Facebook Failed to Remove Posts Targeting Minorities in India – The Quint
Controversy has become synonymous with Facebook these days and this week itself we’ve seen multiple allegations being put on the social networking giant.
Now, another report from Buzzfeed has mentioned that Facebook has failed to remove hundreds of post, memes and photos among others from India, that are aimed at minorities like LGBTQ, and religious groups that were reported by human right researcher for more than one year.
Facebook has been unable to moderate content of political nature in the US and Europe, it has also been held responsible for instigating mass violence owing to regional differences in countries like Myanmar and Sri Lanka among others.
While it has repeatedly stated that it will be adding content moderators to make things better, this report suggests things are probably getting worse at its end.
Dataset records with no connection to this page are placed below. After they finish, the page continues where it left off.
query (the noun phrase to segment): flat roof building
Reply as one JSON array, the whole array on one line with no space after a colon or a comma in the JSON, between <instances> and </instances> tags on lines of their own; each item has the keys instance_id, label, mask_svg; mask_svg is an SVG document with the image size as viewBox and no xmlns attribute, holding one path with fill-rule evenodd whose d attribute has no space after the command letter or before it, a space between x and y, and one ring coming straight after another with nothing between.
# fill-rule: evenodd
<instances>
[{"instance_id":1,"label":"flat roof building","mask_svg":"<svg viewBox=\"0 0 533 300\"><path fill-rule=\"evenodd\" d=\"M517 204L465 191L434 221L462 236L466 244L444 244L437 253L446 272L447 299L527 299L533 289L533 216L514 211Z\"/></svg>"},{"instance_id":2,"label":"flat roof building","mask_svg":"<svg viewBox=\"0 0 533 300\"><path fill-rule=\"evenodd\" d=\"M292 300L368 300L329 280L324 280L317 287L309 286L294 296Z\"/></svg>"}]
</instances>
The piece from Buzzfeed, citing another report, launched at the RightsCon conference this week, says that “Without urgent intervention, we fear we will see hate speech weaponized into a trigger for large-scale communal violence. After a year of advocacy with Facebook, we are deeply concerned that there has been little to no response from the company.”
Responding to the claims made in the report, a Facebook spokesperson highlighted the efforts made to remove and monitor content on its platform, and proactively detecting hate speech shared by different people.
But activists clearly believe that Facebook needs to put in a lot more effort, add more local moderators to its team, in order to stop the chaos spreading through its platform, which has been clunky and difficult to report, even today.
These concerns are palpable, as Facebook caters to over 300 million users in India, and we’re not even talking about its userbase from WhatsApp and Instagram.
Now putting this in context of the users present in the country, Facebook needs to ascertain clarity and an effective model to weed out issues that are likely to incite violence.
The Buzzfeed report further illustrates these concerns with a report presented by Equality Labs, a South Asian American advocacy group focusing on technology and human rights. The group shared posts on the platform, containing hatred content and wanting to test Facebook’s credentials, when it comes to removal of such material.
However, they observed that 93 percent of the posts reported to Facebook containing speech which violated Facebook’s own rules weren’t removed from the platform. Which clearly suggests that whatever Facebook has been claiming till now, has come to nought.
Also, the group was hoping that Facebook reaches out to the person/group posting much quicker than 48 hours, which is long enough to do large-scale damage.
And it’s not just Facebook that’ll be of concern to groups like Equality Labs. WhatsApp has been at the forefront of violence spread through fake news, which is easily shared via different groups, and by individuals that are hard to track because of its encryption methods.